Abstract
Introduction Radiological imaging is one of the most frequently performed diagnostic tests worldwide. The free text contained in radiology reports is currently only rarely utilized for secondary use, including research and predictive analysis. However, this data might be made available by means of information extraction (IE), based on natural language processing (NLP). Recently, a new approach to NLP, large language models (LLMs), has gained momentum and continues to improve performance. The objective of this scoping review is to show the state of research regarding IE from free-text radiology reports based on LLMs, to investigate applied methods, and to guide future research by showing open challenges and limitations of current approaches. To our knowledge, no systematic nor scoping review of IE of radiology reports, based on LLMs, has been conducted yet. Existing publications are outdated and do not comprise LLM-based models.
Methods and analysis This protocol is designed based on the JBI manual for evidence synthesis, chapter 11.2: “Development of a scoping review protocol”. Inclusion criteria and a search strategy comprising four databases (PubMed, IEEE Xplore, Web of Science Core Collection, ACM Digital Library) are defined. Furthermore, we describe the screening process, data charting, analysis and presentation of extracted data.
Ethics and dissemination This protocol describes the methodology of a scoping literature review and does not comprise research on or with humans, animals or their data. Therefore, no ethical approval is required. After the publication of this protocol and the conduct of the review, its results are going to be published in an open access journal dedicated to biomedical informatics/ digital health.
Strengths and limitations of this study
This scoping review protocol strictly adheres to standardized guidelines for scoping review conduction, including JBI Manual for Evidence Synthesis and the PRISMA-ScR guideline.
The search strategy comprises four databases: PubMed, IEEE Xplore, Web of Science Core Collection, and ACM Digital Library.
This scoping review will close the knowledge gap present in the field of information extraction from radiology reports caused by the recent rapid technical process.
According to the nature of a scoping review, identified sources of evidence are not critically appraised.

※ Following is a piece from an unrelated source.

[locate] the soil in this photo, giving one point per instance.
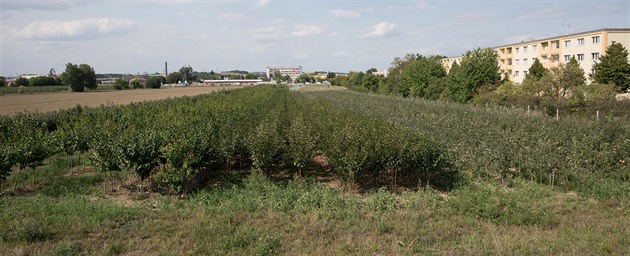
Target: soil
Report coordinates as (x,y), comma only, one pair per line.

The results of the scoping review will serve as a basis for defining further research directions regarding information extraction from radiology reports.
INTRODUCTION
Diagnostic tests like the many types of radiological imaging are the basis for decision-making in modern medicine (1): For example, 74.5% of Austrian women aged 50-69 have received bilateral mammography during the timeframe of two years according to the Austrian Health Interview Survey in 2019 (2). With breast cancer being the “second most common malignancy in the world” (3), mammography shows to reduce the risk of breast cancer mortality of women aged 50-69 with high certainty. This risk reduction is based on treatment decisions that are in turn based on radiology reports where experts describe the findings from the images. Traditionally, radiologists create semi-structured free-text radiology reports describing findings and their interpretation based on acquired images. Structured reporting, on the other hand, aims at improving clinical outcomes and standardization by providing frameworks for report layouts and contents. However, implementing structured reporting often requires changes to existing clinical processes. A consequent temporary increase in workload for radiologists makes it difficult to transfer structured reporting into clinical practice due to resistance among clinicians (4). Existing information could be made available by extracting clinically relevant information including its semantics and relations by applying natural language processing (NLP) methods. NLP is defined as the “tract of Artificial Intelligence and Linguistics, devoted to making computers understand the statements or words written in human languages” (5). Extracted information could be made available for secondary use, e.g., for prediction or research, based on methods related to information extraction (IE).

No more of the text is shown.